C4W1_Assigment_Exercise 2 - CrossAttention

Hello! A have no idea what must be ‘key_dim’ =?
I tried a lot, usual result -ТypeError: (Keyword argument not understood:', ‘key_dim’)
May be problem not only in ‘key_dim’…
Will be happy with any advice.

Hi!
Make sure you are using the correct layer.
We have to use MultiHeadAttention layer and NOT Attention layer.

1 Like

Thank you for reply! I use “attn_output = tf.keras.layers.MultiHeadAttention(…” May be problem really in “key_dim”?

ah! I see where you made the mistake.
hint: you need to call the correct function with correct arguments in call that you defined in init constructor.

1 Like

Thank you!
What is example or correct function and correct arguments? This is not enough (tf.keras.layers.MultiHeadAttention  |  TensorFlow v2.14.0), where I can see more examples?

In class CrossAttention the __init__ constructor function initializes the class with mha function. The ‘call’ function calls this initialized function.
Currently you are calling the wrong function.

Secondly, to understand which arguments to pass in the calling function, check calling arguments of MultiHeadAttention

1 Like

I can not find any similar examples…
attn_output = tf.keras.layers.mha(
query=self.tf.keras.layers.Layer(query),
value=self.tf.keras.layers.Layer(value)
) _?

mha is not a keras layer. It is a function that we defined in __init__. User defined function can be called by using self as in self.mha.

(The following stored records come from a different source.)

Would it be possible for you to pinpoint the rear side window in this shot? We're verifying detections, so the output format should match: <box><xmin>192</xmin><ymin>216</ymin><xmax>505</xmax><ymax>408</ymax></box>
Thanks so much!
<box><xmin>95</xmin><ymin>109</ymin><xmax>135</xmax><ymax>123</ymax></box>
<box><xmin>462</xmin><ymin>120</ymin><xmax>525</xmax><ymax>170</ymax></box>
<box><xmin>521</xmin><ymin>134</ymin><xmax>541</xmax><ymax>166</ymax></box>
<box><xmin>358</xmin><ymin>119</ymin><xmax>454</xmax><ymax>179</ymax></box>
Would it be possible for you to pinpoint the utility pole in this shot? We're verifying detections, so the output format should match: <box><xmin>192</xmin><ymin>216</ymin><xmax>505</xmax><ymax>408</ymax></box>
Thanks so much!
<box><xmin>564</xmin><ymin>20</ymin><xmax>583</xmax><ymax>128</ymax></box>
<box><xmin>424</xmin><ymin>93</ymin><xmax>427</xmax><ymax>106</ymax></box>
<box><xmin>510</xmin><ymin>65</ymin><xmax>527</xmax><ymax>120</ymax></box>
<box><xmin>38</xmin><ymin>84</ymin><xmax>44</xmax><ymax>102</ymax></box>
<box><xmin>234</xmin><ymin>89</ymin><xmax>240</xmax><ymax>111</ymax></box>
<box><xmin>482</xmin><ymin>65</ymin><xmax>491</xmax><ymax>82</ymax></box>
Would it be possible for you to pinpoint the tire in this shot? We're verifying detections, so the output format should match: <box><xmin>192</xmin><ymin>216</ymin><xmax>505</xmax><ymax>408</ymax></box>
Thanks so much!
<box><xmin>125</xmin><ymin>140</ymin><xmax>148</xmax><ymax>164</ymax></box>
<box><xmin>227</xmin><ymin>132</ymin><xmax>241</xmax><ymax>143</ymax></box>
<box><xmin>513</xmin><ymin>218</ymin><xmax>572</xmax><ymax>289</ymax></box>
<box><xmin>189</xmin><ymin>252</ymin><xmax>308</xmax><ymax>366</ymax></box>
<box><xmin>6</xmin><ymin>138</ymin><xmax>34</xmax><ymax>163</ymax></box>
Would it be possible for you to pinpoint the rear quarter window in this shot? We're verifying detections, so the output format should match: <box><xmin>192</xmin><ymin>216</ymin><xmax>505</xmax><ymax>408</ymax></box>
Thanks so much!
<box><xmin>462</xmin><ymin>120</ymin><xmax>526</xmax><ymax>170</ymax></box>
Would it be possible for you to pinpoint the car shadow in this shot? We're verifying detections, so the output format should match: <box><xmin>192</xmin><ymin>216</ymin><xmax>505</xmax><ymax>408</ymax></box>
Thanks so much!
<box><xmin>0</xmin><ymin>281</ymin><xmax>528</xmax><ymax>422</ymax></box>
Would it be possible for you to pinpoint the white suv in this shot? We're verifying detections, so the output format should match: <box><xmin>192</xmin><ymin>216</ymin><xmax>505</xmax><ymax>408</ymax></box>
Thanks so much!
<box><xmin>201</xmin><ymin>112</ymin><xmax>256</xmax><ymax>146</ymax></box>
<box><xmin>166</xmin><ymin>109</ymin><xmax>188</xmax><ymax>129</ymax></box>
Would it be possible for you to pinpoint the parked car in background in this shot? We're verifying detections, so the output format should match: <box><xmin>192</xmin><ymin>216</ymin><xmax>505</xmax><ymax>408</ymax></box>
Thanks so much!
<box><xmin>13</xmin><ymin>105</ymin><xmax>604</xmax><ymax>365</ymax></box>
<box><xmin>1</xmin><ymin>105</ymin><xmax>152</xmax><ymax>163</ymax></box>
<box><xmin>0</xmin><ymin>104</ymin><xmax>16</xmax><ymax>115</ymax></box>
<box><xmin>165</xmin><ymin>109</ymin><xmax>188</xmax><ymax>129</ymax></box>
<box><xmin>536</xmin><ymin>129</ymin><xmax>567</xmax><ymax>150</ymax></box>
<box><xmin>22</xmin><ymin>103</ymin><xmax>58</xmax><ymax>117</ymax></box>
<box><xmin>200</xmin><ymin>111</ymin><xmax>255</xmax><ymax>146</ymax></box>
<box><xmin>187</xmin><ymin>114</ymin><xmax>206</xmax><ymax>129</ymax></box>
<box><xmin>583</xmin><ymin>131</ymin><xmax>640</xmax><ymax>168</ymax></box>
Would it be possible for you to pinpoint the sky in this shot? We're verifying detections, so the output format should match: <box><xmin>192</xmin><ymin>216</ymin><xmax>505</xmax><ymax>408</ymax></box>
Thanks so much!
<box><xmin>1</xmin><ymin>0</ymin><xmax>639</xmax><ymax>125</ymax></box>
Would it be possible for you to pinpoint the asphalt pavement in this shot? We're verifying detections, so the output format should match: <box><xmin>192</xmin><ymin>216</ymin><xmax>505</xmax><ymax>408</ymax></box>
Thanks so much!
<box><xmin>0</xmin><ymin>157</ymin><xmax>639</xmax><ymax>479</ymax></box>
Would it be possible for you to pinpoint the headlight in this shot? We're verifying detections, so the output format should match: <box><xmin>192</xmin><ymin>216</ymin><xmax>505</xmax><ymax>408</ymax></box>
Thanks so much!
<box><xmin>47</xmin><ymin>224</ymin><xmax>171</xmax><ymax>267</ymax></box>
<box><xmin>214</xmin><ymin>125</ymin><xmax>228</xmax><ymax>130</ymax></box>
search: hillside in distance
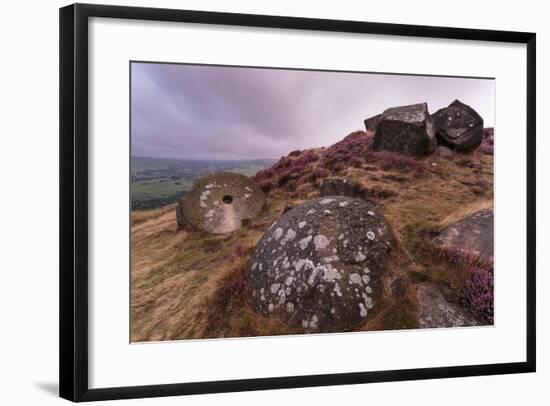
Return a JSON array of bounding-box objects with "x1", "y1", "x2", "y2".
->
[{"x1": 131, "y1": 156, "x2": 277, "y2": 210}]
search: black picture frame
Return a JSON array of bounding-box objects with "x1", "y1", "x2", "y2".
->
[{"x1": 59, "y1": 3, "x2": 536, "y2": 402}]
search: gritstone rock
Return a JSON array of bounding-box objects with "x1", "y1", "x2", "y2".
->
[
  {"x1": 246, "y1": 196, "x2": 394, "y2": 333},
  {"x1": 417, "y1": 283, "x2": 479, "y2": 328},
  {"x1": 320, "y1": 178, "x2": 368, "y2": 200},
  {"x1": 364, "y1": 113, "x2": 382, "y2": 132},
  {"x1": 176, "y1": 172, "x2": 265, "y2": 234},
  {"x1": 431, "y1": 99, "x2": 484, "y2": 151},
  {"x1": 431, "y1": 210, "x2": 494, "y2": 264},
  {"x1": 372, "y1": 103, "x2": 437, "y2": 156}
]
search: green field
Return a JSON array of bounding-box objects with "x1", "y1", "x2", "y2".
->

Secondly, the arguments query and value would take in context/target Tensors instead of keras layer as explained in calling link

1 Like

I am sure that I need not only link about call function, but relevant example of code, but I can not find it. Tensorflow is not well known library for me

attn_output = self.mha(
query=context,
value=target
) -?

This is Object Oriented programming in python.
I like this article and this article as it gives plenty of examples and clear explanations.

As far as your code is concerned, you are now on right track and a little tweak away from the correct implementation. Revisit “NMT Model with Attention” video and pay “attention” to what goes where. In particular where is query and value originating from (text in green).

Finally, I would request you to take down the attempted solution code in previous posts as sharing code is against community guidelines.

Thanks!

1 Like